Roscoe was in a bad mood as he climbed the front steps of the house he and Marcel rented.
“Slushy boots! For chrissakes, Roscoe, I just cleaned.”
Roscoe stared at the salty brown slush he'd tracked over the painted floor and shook his head.
“Sorry,” he said lamely. He sat down on the floor to shuck his heavy steel-shank Kodiaks. “Just ease back, all right? It didn't go so good.”
Marcel set his machine down on the hearthrug. “What happened?”
Roscoe related his run-in with the law quickly. Marcel shook his head.
“I bet it's bullshit. Ever since Tijuana, everyone's seeing spooks.” The ISPs on the Tijuana side of the San Ysidro border crossing had been making good coin off unwirer sympathizers who'd pointed their antennae across the chain-link fence. La Migra tried tightening up the fence gauge to act as a faraday cage, but they just went over it with point-to-point links. Finally, the radio cops had Ruby-Ridged the whole operation, killing ten “terrorists” in a simultaneous strike with Mexican narcs who'd raided the ISPs under the rubric of shutting down narcotraficante activity.
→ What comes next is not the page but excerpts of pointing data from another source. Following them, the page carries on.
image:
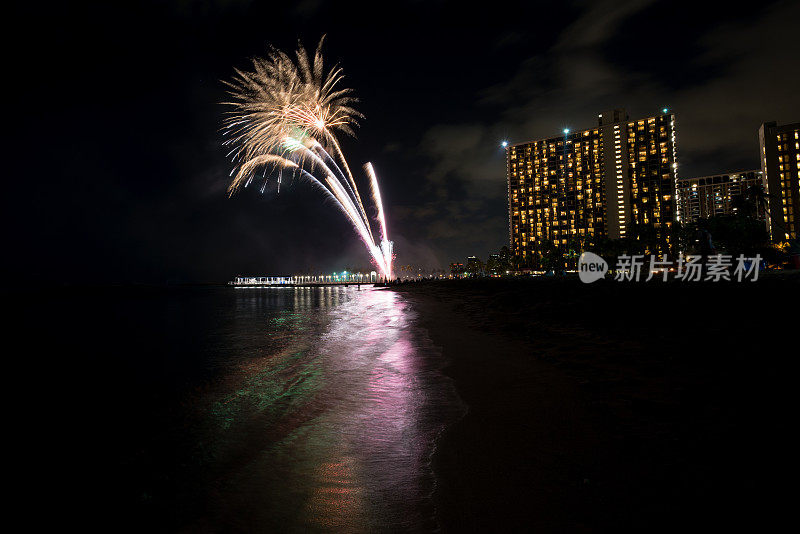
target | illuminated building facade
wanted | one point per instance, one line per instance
(780, 163)
(721, 194)
(599, 182)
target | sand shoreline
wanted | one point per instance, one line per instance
(588, 411)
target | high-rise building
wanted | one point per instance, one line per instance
(780, 163)
(599, 182)
(720, 194)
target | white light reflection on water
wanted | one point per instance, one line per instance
(330, 427)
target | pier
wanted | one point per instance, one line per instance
(335, 279)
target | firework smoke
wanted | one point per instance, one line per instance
(285, 117)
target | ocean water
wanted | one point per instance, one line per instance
(257, 410)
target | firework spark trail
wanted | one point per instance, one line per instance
(285, 114)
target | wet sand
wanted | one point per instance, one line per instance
(615, 406)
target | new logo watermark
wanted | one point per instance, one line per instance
(714, 268)
(591, 267)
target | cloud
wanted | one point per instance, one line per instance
(721, 83)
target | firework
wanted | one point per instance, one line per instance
(286, 114)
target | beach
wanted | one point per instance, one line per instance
(613, 406)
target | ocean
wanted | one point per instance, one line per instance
(218, 409)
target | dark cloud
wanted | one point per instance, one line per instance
(118, 173)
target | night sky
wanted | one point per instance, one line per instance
(113, 145)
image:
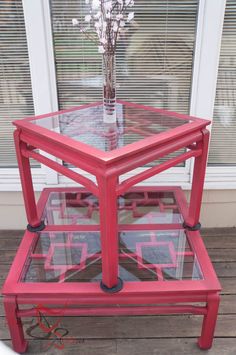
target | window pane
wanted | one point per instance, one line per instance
(154, 57)
(15, 84)
(223, 138)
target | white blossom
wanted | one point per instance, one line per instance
(115, 27)
(103, 40)
(129, 3)
(119, 17)
(108, 5)
(101, 49)
(104, 22)
(87, 18)
(95, 4)
(130, 16)
(98, 15)
(75, 22)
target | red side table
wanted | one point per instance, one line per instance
(117, 248)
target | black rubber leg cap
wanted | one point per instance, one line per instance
(113, 289)
(38, 228)
(197, 227)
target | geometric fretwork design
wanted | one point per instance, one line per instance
(158, 255)
(139, 207)
(144, 256)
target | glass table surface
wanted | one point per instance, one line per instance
(143, 256)
(86, 125)
(137, 207)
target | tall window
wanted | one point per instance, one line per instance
(15, 85)
(154, 57)
(223, 137)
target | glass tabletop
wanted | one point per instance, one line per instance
(143, 256)
(133, 207)
(134, 123)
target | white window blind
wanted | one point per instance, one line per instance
(154, 58)
(15, 85)
(223, 139)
Roscoe shook his head. “Bullshit or not, you going to take any chances? Believe me, there's one place you don't want to go. Listen, when I was your age, I thought it couldn't happen to me either. Now look at me.” He started thumbing his way through the stack of old magazines on the coffee table.
“I'm looking at you.” Marcel grinned. “There was a call while you were out.”
“A call?”
“Some woman, said she wanted to talk to you. I took her number.”
“Uh-huh.” Roscoe put the magazine back down.
Heads it's Janice, tails it's her lawyer
, he thought. It was shaping up to be that kind of day; a tire slashing and an hour of alimonial recriminations would complete it neatly. “Ah, shit. Get it over with.”
The number was unfamiliar. That didn't mean much—Janice's frothingly aggro lawyer seemed to carry a new cellular every time he saw her—but it was hopeful. Roscoe dialed. “Hello? Roscoe here. Who am I talking to?”
A stranger's voice: “Hi there! I was talking to your roommate about an hour ago? I'm Sylvie Smith. I was given your name by Buzz—he told me you put him on the backbone.”
Roscoe tensed. Odds were that this Sylvie Smith was just looking to leech a first-mile feed, but after this morning's run-in with the law he was taking nothing for granted.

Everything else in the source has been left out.